The Act defines marriage as the union of a man and a woman for the purposes of federal law, and was passed in 1996, by overwhelming votes in both the House of Representatives and the Senate. It prevents a same-sex marriage in one state from being recognised by court in another state, thereby forcing a change to that state’s law.
Last week, Judge Joseph L. Tauro decided in favor of the a U.S. Postal Service employee whose same-sex ‘marriage’ was denied employer-sponsored health insurance.
Judge Tauro ruled that there is no “rational basis” to support DOMA and that DOMA could only have been motivated by “irrational prejudice” and “animus.”
He rejected the arguments on behalf of the US Government, who argued that protecting marriage as the union of husband and wife would advance the public interest in “responsible procreation and childbearing.”
Previous U.S. Supreme Court rulings stated that marriage is “fundamental to our very existence and survival” and has “more to do with the morals and civilization of a people than any other institution.”
However, Judge Tauro ruled that the public interest in procreation and childrearing does not provide a rational basis for upholding DOMA. The judge also declared that, under the U.S. Constitution, “defending traditional notions of morality” is not a permissible basis for supporting DOMA.

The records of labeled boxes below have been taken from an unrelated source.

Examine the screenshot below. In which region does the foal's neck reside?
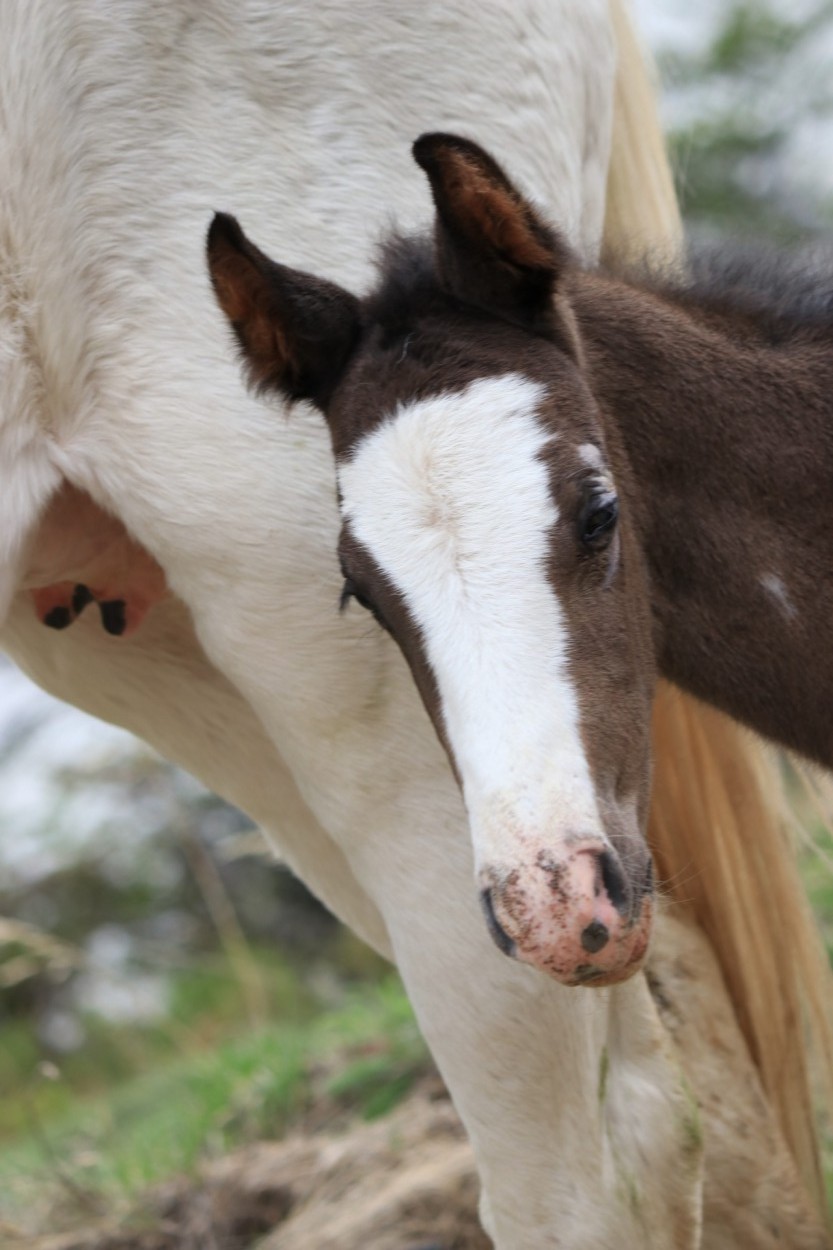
[575,268,833,765]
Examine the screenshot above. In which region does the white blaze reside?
[339,374,603,866]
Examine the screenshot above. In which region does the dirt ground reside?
[15,1083,492,1250]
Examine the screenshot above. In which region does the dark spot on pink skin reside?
[99,599,126,638]
[70,583,93,624]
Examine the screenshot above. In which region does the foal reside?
[209,135,833,984]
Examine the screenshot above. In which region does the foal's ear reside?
[413,134,570,345]
[208,213,359,405]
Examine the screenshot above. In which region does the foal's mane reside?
[364,234,833,345]
[364,233,448,343]
[615,241,833,345]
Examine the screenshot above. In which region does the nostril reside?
[480,890,517,959]
[599,851,630,916]
[582,920,610,955]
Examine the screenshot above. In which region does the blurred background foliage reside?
[0,0,833,1243]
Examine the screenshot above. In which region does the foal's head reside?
[209,135,653,984]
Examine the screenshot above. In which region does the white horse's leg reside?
[647,906,830,1250]
[330,775,702,1250]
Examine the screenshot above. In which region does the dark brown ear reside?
[208,213,359,406]
[413,134,570,345]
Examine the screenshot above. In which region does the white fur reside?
[339,374,604,869]
[758,573,798,620]
[0,0,800,1250]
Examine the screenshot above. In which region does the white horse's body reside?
[0,0,823,1250]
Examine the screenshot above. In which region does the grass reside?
[0,955,429,1226]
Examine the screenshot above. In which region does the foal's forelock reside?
[339,373,602,863]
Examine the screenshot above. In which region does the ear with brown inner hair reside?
[208,213,359,405]
[413,134,579,359]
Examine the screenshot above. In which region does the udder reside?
[23,483,168,636]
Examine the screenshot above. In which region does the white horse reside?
[0,0,828,1250]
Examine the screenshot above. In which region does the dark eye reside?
[579,495,619,551]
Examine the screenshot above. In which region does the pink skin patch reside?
[480,845,653,986]
[23,483,168,638]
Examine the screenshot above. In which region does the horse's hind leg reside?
[647,908,830,1250]
[342,809,700,1250]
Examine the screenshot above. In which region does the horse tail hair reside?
[603,0,833,1213]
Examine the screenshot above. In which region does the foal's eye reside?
[579,495,619,551]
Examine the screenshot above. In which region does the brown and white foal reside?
[210,135,833,984]
[209,135,654,984]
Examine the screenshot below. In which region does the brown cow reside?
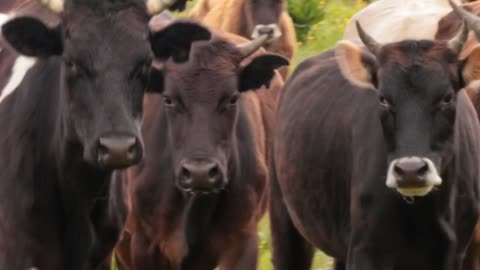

In a related opinion, the judge also ruled that, by enacting and enforcing DOMA, the federal government “plainly encroaches upon the firmly entrenched province of the state, and, in doing so, offends the Tenth Amendment [to the U.S. Constitution].”

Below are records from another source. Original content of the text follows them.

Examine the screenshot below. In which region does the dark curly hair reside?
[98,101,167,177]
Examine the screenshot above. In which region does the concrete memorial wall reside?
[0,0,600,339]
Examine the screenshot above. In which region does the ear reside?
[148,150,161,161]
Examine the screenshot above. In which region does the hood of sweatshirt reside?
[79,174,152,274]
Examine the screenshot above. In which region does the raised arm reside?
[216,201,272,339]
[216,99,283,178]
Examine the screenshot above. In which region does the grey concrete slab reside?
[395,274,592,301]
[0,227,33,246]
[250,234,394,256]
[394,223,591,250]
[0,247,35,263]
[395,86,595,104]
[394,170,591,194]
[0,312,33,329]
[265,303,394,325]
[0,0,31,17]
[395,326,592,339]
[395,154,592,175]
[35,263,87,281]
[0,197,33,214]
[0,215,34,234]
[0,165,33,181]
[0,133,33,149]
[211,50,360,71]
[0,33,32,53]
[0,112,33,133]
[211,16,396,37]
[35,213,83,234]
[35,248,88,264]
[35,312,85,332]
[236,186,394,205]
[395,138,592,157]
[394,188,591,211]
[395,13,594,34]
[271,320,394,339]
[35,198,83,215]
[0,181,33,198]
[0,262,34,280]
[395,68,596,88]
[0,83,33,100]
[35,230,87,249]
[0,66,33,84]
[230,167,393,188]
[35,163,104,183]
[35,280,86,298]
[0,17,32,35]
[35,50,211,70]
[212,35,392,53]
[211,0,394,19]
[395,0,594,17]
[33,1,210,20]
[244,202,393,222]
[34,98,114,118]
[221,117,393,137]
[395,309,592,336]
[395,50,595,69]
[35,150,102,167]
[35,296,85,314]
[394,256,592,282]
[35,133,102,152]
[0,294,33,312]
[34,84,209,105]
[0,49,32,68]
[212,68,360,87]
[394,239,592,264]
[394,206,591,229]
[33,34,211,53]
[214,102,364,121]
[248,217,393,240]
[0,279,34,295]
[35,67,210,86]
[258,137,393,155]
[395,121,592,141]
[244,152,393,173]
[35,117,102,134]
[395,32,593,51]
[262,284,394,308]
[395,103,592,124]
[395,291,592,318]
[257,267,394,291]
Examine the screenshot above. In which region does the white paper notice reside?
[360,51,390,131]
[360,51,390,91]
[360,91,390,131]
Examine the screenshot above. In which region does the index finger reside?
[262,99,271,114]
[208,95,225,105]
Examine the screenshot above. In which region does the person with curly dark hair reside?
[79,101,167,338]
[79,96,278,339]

"DOMA fails to pass constitutional muster," he wrote about a key section of the law, because it "violates core principles of equal protection."

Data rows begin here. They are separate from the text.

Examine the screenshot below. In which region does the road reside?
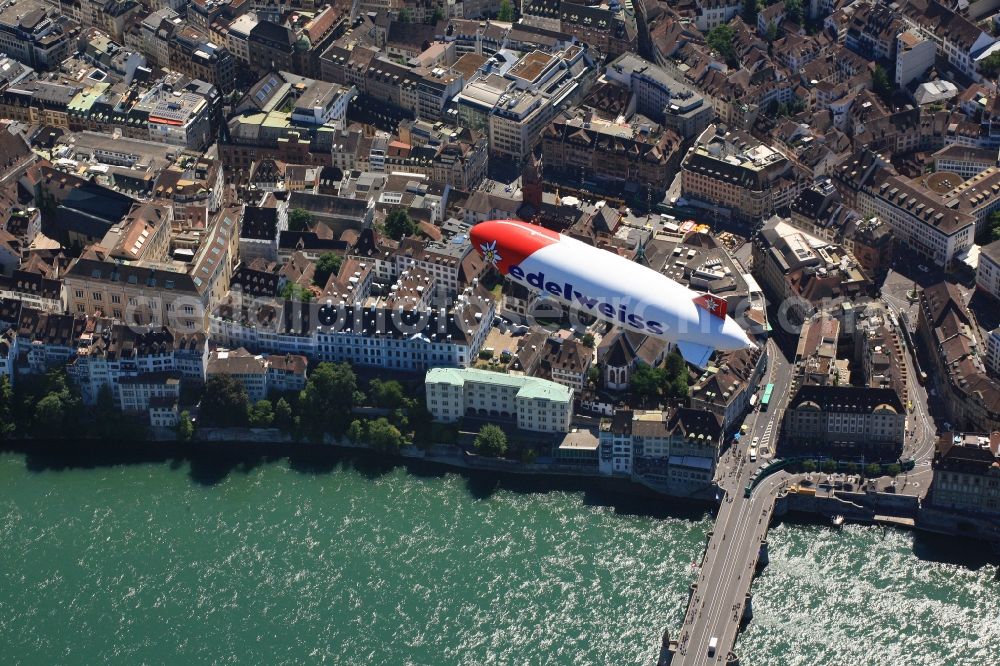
[671,340,792,664]
[882,271,939,497]
[671,264,938,665]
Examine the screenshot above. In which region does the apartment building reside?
[598,407,723,495]
[64,207,242,333]
[424,368,573,432]
[681,125,804,220]
[782,385,906,460]
[454,46,593,163]
[931,144,1000,179]
[542,116,681,191]
[928,432,1000,517]
[917,282,1000,432]
[211,289,495,372]
[167,26,236,93]
[66,317,208,409]
[118,372,181,412]
[753,216,874,317]
[976,241,1000,299]
[0,0,80,71]
[604,53,715,139]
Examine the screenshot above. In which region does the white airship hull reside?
[507,231,748,365]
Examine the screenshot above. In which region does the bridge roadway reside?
[670,467,788,666]
[669,301,937,666]
[670,340,792,666]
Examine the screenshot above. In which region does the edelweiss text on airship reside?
[471,220,753,366]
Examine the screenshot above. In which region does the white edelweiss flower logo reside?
[479,241,503,266]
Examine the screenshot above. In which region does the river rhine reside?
[0,454,1000,666]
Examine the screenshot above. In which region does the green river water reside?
[0,454,1000,665]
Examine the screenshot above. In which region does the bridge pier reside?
[656,627,677,666]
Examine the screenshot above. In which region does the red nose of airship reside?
[470,220,559,275]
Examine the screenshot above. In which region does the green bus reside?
[760,384,774,412]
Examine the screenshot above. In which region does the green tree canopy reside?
[663,349,690,400]
[424,6,444,25]
[982,210,1000,245]
[368,418,405,453]
[705,23,736,65]
[299,363,358,434]
[497,0,514,23]
[274,398,292,428]
[629,364,664,404]
[250,400,274,428]
[281,282,312,303]
[368,379,412,409]
[200,375,250,427]
[979,51,1000,78]
[0,375,17,439]
[313,252,344,289]
[288,208,312,231]
[347,419,368,444]
[177,410,194,442]
[35,393,68,439]
[385,208,417,240]
[785,0,803,25]
[872,65,893,104]
[472,423,507,458]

The judge also rejected the argument that DOMA encouraged heterosexual couples to procreate and rear their own children more responsibly.
Such an aim, he said “would not provide a rational basis for denying federal recognition to same-sex marriages".
He added: "Such denial does nothing to promote stability in heterosexual parenting."
Judge Tauro also said that he could not “discern a means by which the federal government's denial of benefits to same-sex spouses might encourage homosexual people to marry members of the opposite sex".
Pro family groups have expressed their dismay at the ruling.
Southern Baptist Seminary president and commentator Albert Mohler Jr said that the ruling, even though it applied only to Massachusetts would have effects that “extend far beyond the Bay State”.
Archbishop Joseph Kurtz of Louisville, chairman of the United States Conference of Catholic Bishops (USCCB) Ad Hoc Committee for the Defense of Marriage, said in a release on Monday that Tauro's ruling "is a great disservice not only to truth but to the good of our nation."
The Archishop said: “The state has a duty to employ the civil law to reinforce -- and, indeed, to privilege uniquely -- this vital institution of civil society. The reasons to support marriage by law are countless, not least to protect the unique place of husbands and wives, the indispensable role of fathers and mothers, and the rights of children, who are often the most vulnerable among us.”